Verdone: Prima e durante la guerra io frequentavo, quando abitavo a Siena, la Biblioteca Comunale di Via della Sapienza [Biblioteca degli Intronati]. Avevo conquistato l’amicizia e la stima del Direttore, Dottor Fabio Iacometti, il quale mi concesse di accedere al Fondo Porri che era una collezione di autografi depositata presso la Biblioteca. Nessuno dei frequentatori era ammesso a consultare il Fondo Porri – che era addirittura generalmente ignorato – ma a me fu consentito di esplorarlo perché il Dottor lacometti aveva letto qualche mio articolo sui giornali senesi e aveva apprezzato soprattutto quelli di carattere filologico; [...] La letteratura su Siena in quel momento mi interessava enormemente proprio per l’attaccamento che avevo alla mia città. Avevo letto Paul Bourget e le sue Sensations d’Italie da cui avevo tratto poi l’argomento per un articolo su Sienne la rouge, rossa per i mattoni, come si vede nei dipinti quattrocenteschi che sono al Comune o alla Pinacoteca di Via San Pietro. Leggevo Langton Douglas, uno studioso inglese che aveva scritto la storia di Siena. Leggevo Sienne la bien amiée, del francese André Suarez. Insomma tutti gli scrittori che si erano occupati di Siena mi attiravano, e questo mi procurava la fiducia e la simpatia del Direttore della Biblioteca.

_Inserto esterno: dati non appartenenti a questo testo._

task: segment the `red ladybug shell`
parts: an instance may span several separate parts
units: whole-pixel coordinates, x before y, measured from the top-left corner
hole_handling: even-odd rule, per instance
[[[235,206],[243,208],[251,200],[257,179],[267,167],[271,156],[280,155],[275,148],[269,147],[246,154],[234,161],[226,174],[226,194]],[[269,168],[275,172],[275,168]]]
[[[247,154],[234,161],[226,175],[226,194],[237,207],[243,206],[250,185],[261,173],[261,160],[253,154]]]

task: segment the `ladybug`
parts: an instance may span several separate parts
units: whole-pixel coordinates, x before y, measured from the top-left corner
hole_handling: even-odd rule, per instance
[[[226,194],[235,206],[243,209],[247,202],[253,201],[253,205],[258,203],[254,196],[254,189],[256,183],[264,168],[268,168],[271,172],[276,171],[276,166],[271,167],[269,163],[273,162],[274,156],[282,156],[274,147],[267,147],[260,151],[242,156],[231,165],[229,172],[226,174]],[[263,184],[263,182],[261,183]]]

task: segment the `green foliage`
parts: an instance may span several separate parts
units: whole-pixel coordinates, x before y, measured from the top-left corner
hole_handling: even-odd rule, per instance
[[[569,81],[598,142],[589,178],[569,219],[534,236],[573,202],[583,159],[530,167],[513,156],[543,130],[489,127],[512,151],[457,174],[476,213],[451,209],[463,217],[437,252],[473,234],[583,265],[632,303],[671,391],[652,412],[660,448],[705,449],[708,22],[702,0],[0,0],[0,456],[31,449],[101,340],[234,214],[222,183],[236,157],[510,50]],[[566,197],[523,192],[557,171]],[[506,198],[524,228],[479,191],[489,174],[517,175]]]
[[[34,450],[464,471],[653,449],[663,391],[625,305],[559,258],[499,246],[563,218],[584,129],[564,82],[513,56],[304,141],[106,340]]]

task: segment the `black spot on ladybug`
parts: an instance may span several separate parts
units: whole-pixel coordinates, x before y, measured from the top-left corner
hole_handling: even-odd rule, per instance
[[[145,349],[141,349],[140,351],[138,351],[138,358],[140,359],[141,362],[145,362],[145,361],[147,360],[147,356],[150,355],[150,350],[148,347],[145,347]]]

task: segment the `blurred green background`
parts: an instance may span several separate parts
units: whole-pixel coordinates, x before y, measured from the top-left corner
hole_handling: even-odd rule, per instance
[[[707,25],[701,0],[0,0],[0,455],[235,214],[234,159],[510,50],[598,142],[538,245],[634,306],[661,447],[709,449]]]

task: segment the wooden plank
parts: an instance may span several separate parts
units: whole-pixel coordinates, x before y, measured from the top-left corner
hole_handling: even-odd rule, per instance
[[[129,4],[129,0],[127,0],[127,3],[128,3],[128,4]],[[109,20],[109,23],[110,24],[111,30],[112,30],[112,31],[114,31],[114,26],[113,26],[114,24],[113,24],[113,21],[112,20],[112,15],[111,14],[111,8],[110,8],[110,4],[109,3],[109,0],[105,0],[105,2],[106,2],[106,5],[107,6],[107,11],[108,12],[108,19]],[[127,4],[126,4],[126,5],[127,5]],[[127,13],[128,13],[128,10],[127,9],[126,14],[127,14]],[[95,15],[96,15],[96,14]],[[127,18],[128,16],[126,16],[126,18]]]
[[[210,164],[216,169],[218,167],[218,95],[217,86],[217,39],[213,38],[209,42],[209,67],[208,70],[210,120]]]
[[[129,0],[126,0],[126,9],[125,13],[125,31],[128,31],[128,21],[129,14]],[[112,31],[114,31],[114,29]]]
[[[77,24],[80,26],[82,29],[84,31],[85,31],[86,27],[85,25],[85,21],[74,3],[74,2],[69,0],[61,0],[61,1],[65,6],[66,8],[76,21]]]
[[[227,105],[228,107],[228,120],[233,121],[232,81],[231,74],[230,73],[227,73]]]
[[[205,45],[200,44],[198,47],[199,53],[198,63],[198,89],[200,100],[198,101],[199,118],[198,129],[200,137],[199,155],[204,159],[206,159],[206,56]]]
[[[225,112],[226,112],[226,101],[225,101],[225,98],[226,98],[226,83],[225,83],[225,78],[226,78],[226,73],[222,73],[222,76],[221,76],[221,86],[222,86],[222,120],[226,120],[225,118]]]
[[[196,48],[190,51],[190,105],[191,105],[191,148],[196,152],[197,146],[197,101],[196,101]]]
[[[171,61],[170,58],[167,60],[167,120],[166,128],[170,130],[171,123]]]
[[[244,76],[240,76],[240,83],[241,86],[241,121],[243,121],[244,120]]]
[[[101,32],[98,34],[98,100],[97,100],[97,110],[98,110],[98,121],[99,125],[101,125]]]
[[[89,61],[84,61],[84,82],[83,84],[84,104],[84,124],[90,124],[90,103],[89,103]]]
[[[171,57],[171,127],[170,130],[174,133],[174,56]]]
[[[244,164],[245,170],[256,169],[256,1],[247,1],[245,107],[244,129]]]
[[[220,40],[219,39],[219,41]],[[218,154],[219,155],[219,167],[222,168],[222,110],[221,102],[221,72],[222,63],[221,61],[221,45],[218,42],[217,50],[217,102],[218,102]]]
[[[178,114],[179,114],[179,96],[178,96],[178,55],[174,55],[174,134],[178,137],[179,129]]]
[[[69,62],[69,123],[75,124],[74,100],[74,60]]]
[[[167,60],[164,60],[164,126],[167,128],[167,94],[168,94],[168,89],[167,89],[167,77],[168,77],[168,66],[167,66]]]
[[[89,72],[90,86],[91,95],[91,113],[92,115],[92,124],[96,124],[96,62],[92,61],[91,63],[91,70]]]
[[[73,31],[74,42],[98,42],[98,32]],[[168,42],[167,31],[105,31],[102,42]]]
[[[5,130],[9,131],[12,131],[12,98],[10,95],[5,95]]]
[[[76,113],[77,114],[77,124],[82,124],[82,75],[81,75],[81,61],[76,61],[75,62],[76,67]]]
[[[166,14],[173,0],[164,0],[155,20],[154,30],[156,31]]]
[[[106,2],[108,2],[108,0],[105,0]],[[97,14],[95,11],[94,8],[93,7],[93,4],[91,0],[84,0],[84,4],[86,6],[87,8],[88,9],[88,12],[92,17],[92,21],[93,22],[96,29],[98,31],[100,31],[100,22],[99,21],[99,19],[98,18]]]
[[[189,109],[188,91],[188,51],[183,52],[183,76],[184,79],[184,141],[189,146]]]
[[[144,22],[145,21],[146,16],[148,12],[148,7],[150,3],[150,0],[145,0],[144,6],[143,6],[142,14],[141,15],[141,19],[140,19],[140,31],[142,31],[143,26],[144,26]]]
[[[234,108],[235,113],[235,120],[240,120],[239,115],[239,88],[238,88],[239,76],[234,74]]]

Sfogliando, consultando le varie “filze”, cosi venivano chiamati i gruppi dei manoscritti del Fondo Porri, scoprii molti testi che effettivamente erano inediti e che potevano essere pubblicati con profitto per la informazione generale, ma, sia consentito, anche con profitto mio perché mi permettevano di mettermi in luce altresì, per così dire, come “filologo”. Ed ecco l’incontro con una lettera inedita di Voltaire, con lettere di Ippolito Nievo, con sonetti autobiografici di Edmondo De Amicis, inediti che pubblicai sulla rivista “Ausonia” diretta dallo scrittore Luigi Fiorentino, rivista che usciva a Siena. Tra i vari manoscritti trovai alcuni testi romani, per esempio, poesie di Filippo Pistrucci. [...] Però il romano che mi interessò di più, ovviamente, non poteva che essere Giuseppe Gioachino Belli, anche perché da tempo avevo letto i suoi sonetti, sia pure in vecchie edizioni. A quell’epoca il Belli non era molto celebrato. Era anche il periodo in cui, col fascismo, tutto ciò che era dialettale prudentemente veniva tenuto in disparte, e quindi il Belli, il Porta e il meglio del teatro dialettale. Siamo immediatamente prima della guerra.»
(Sofia Corradi, Primi scritti sul Belli e su Roma, in Sofia Corradi - Isabella Madìa, Un percorso di auto-educazione, p. 93-95)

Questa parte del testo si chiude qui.